#InventedInAustria:
Die Tubenzahnpasta

Österreicher sind erfindungsreich – das zeigen wir in unserer Serie „Invented in Austria“. Folge 3 widmet sich dem Großindustriellen Carl Sarg. In seinem Chemieunternehmen F. A. Sarg’s Sohn & Co schuf er ein Produkt, das aus unserem Alltag nicht mehr wegzudenken ist.

Die erste Tubenzahnpasta kam aus Österreich.

Die erste Tubenzahnpasta kam aus Österreich.

Bis Mitte des 19. Jahrhunderts war Zahnpulver das Mittel der Wahl zum Säubern von Zähnen und Mundhöhle. Hergestellt aus zermahlenen Austern- oder Eierschalen, Marmorpulver oder Magnesiumcarbonat und versetzt mit geschmacksverbessernden und teils entzündungshemmenden Zusätzen wurde das Pulver in Döschen oder Tüten verkauft. Zur Reinigung tunkte man einen Holzstab, ein Schwämmchen oder einfach den angefeuchteten Finger hinein und rieb die Zähne ab. Etwas später kamen auch flüssige sowie feste Zahnseifen hinzu.

Auf dem Weg zur Zahnpasta

Werbung für die Zahnpasta des Wiener Unternehmens F.A. Sarg’s Sohn & Co
©Österreichische Nationalbibliothek

Werbung für die Zahnpasta des Wiener Unternehmens F.A. Sarg’s Sohn & Co

Da die Anwendung und Lagerung noch nicht optimal waren, tüftelten gleich mehrere Forscher an der Weiterentwicklung des Produkts. Einer von ihnen war Carl Sarg (1832-1895), der beim bekannten Chemiker Justus Liebig studiert hatte. 1858 übernahm Carls Vater Friedrich Albert Sarg eine Kerzen-Fabrik in Liesing bei Wien und führte das Unternehmen zusammen mit seinem Sohn unter dem Namen F.A. Sarg’s Sohn & Co. weiter. Die Firma wurde schnell führend in der Produktion von Kerzen und Seifen. Eine neuartige transparente Glycerin-Seife, die Carl Sarg ab den 1870ern produzierte und international verkaufte, wurde zum Renner.

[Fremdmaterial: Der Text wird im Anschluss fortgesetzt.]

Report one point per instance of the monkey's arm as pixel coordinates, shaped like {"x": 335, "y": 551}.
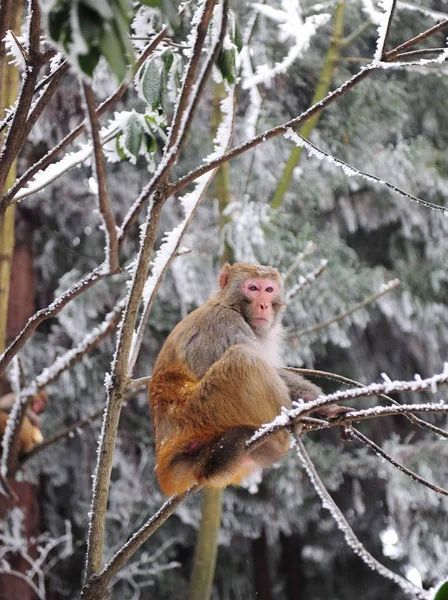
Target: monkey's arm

In die Geschichte ging er allerdings 1887 mit Kalodont ein, der ersten hygienisch in Tuben gepressten Zahnpasta. Das neuartige Produkt, das ebenfalls Glycerin als Feuchtmittel enthielt, hatte den großen Vorteil, nicht auszutrocknen. Zudem ließ es sich in der Tube einfach transportieren. Sargs Erfindung, deren Namen sich der Unternehmer in 34 Staaten schützen ließ, fand rasenden Absatz und wurde vor dem Ersten Weltkrieg zu einem führenden Markenartikel. Als Werbegesicht für Kalodont konnte Sarg die berühmte französische Schauspielerin Sarah Bernhardt gewinnen.

Konkurrenz aus Amerika

Wie bei großen Erfindungen nicht unüblich, arbeiteten auch bei der Entwicklung der Tubenzahnpasta mehrere findige Geschäftsmänner zeitgleich an einer ähnlichen Innovation. In den USA war das der Zahnarzt Dr. Washington Wentworth Sheffield. Er entwickelte bereits 1850 unter Verwendung von Glycerin eine eigene Zahnpasta. Zur Aufbewahrung dienten zunächst Blech- und Keramikdöschen, später auch Tüten aus Stanniolpapier, die zum Gebrauch an einer Ecke aufgeschnitten wurden. Das Problem: Die Paste trocknete darin schnell aus. Auf die Idee einer Zahnpastatube brachte ihn 1876 schließlich sein Sohn Lucius, der in Paris studierte. Die Künstler, die er dort sah, verwendeten für ihre Farbe kleine Metalltuben – eine ideale Verpackung für die Zahnpasta! Produziert und vertrieben wurde „Dr. Sheffield's Creme Dentifrice“ allerdings erst 1892 und damit fünf Jahre später als Sargs Kalodont.